Sometimes, an anime doesn’t need anything except for pure style. Hellsing had its bloodshot skies, Noir had its pounding, pulsating soundtrack, Big O had the comic book world and SoulTaker had absolutely mindbending visuals. As well as the ones I’ve mentioned, countless other animes are entertaining not for a particularly coherent storyline or characters that we can actually empathize with, but for a distinct and very appealing “feel” to the show. In the same vein, Hitsuji no Uta is pretty much nothing but style… but what an amazing style it has.
Every single aspect of the anime seems engineered to create a specific mood. The animation remains at all times muted and dark, and there is very little color throughout the show (with the noticeable exception of red). The sound, with its alternation of frantic drumbeats and slow violin pieces, further complements this feeling. The story is thoroughly melodramatic and just about devoid of any hope whatsoever, and the characters move past dysfunctional to sheer insanity. As a result of these combined elements, Hitsuji no Uta’s morbid style is so distinct and memorable that this is really all it needs to be watchable.
Of course, style is really all this anime has. Technically, the anime is definitely lackluster. While initially impressive, both the animation and sound suffer from shameless repetition. Over the course of the series, only about 2 or 3 songs are played, and they are played almost constantly. Animation-wise, along with several recap scenes, various segments are just flat out reused as if they are new material. Considering the anime’s relatively short length, this is pretty much unacceptable.

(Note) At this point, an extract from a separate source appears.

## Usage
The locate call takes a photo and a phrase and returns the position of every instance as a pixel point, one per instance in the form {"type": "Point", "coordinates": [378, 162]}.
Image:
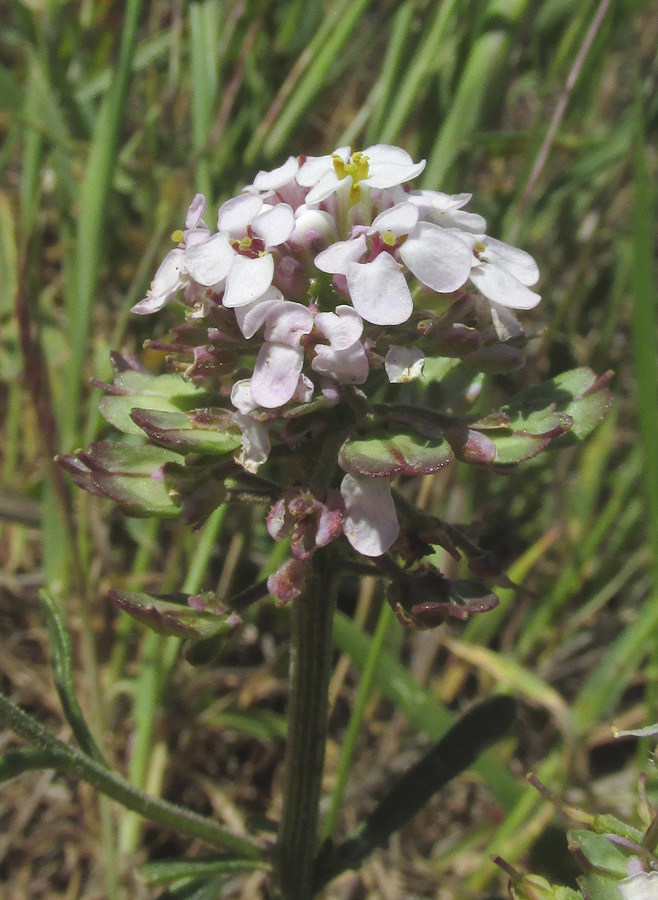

Additionally, the characters and plot are definitely on the thin side. While not quite one-dimensional, the two protagonists definitely lack depth, and they certainly aren’t likeable. Rather than developing its characters, Hitsuji no Uta instead chooses to jerk them around in a storyline that is often illogical and rather contrived. With vampires, school romance, a sickly, beautiful women, and incest (which I seem to be immune to now that I’ve seen Koi Kaze), there are few plot clichés that the anime doesn’t use. I traditionally have no problem with tragic melodrama (check my positive opinions on Ima Sokoni Iru Boku, Kimi ga Nozomu Eien, or Hotaru no Haku), but even I felt the anime to be a little heavy-handed.
Still, despite all of the OVA’s weaknesses, I feel compelled to (lightly) recommend it anyway. Hitsuji no Uta is slick, daring and provocative, and the fact that there isn’t any substance underneath the whipped cream doesn’t seem to make the show any less tasty.